Yes, these are big speakers with plenty of drivers, but as they say in the late-night TV commercials, “That’s not all!” The Triton References include active sub-bass drivers, a new ribbon tweeter that goes up to 35 kHz, a fully balanced crossover and a 56-bit DSP control unit. The 6” by 10” active low-frequency drivers help to keep these towers slim, with a relatively small footprint. GoldenEar has even updated the Triton line with a hand-rubbed gloss piano black lacquer finish, so up close it looks like a much more expensive speaker than it is. It’s amazing how much speaker you get for just $8500, which is exactly what everyone has been telling me the last few years. I get it now.

I listened to most of Beck’s Morning Phase through this system and it was just as warm and expansive as it needed to be, which is a lot. As I said, the sound is simple and elegant with an almost limitless soundstage that instantly knocked down the room boundaries. I know firsthand that the high-end speaker market is notoriously competitive, and there are thousands of great speakers out there that are worth your hard-earned cash, but GoldenEar has obviously made it difficult for everyone else at this price point.









3 Comments

  1. Look, I get it…different people have different ideas of what represents good value. And I have no doubt at all that this system sounds amazing! But for goodness sakes, stop pretending that a system that runs $24 THOUSAND DOLLARS is some sort of bargain price! That premise, on its face, is just ridiculous!

    • Yes … and even so.

      Look, if I told you that you could go to the Moon for 1 billion dollars, you’d say “ha ha ha ha”.

      If I then told you that you could go the Moon for a 10 million dollars, you’d (probably) still say “ha ha ha ha”.

      But that second price is a bargain … compared to the first. Same experience. 1/100th the price. That’s a bargain.

      Take a Porsche 911 Turbo S. Amazing car. Goes zero to sixty in next-to-nothing. But the asking price for one starts at just under $200k. If that Turbo S became available to you at half the price, that would be a bargain.

      Where the judgment comes in is precisely where an analogy makes sense.
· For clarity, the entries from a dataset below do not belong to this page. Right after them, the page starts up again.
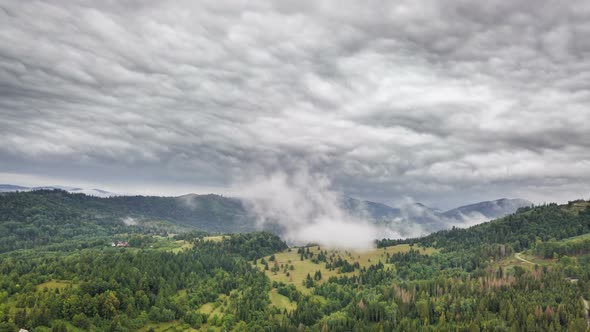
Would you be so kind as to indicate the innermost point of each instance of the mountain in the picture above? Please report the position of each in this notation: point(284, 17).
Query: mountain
point(11, 188)
point(419, 219)
point(73, 190)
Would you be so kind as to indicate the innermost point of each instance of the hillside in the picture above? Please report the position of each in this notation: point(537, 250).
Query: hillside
point(40, 217)
point(461, 279)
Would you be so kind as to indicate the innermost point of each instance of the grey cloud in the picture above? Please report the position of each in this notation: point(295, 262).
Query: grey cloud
point(388, 99)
      If I told you that you could have “an experience very, very similar” to the moon trip for $100, you’d be dubious. Curious, perhaps, but certainly dubious. If I told you that you could have the 911 Turbo S experience for $25k, you be likewise curious/dubious. But if “the experience” is what’s being costed out, not the object, then we have a lot of room to interpret, to play, and the value of expert opinion increases dramatically.

      So, when a professional reviewer says “bargain”, you’re free to be dubious. And that bargain is most assuredly not absolute. Just because it’s cheaper doesn’t mean its affordable. But, likewise, just because it’s affordable doesn’t mean it’s cheaper. ‘Affordable’ is relative to the buyer (and their buying power). ‘Bargain’, like ‘cheaper’ is not — it is relative to the thing it’s being compared to.

      And that system, doing what it did that day, was performing far above other systems costing far more. That screams “bargain”, even if it isn’t “affordable”.

  2. I would enjoy hearing these and others, however, My wife and I have Electro Voice ETX series tops (4) and ETX series 18 inch subs (2) that we are extremely happy with both for lower volume listening, as well as, all we can stand completely intoxicated… We do audiophile music we can download, orchestra, piano, rock, country etc. Love church organ…
    I guess we would have to get a lot older to experience how these higher dollar systems could make sense. We have 115 years of age between us currently.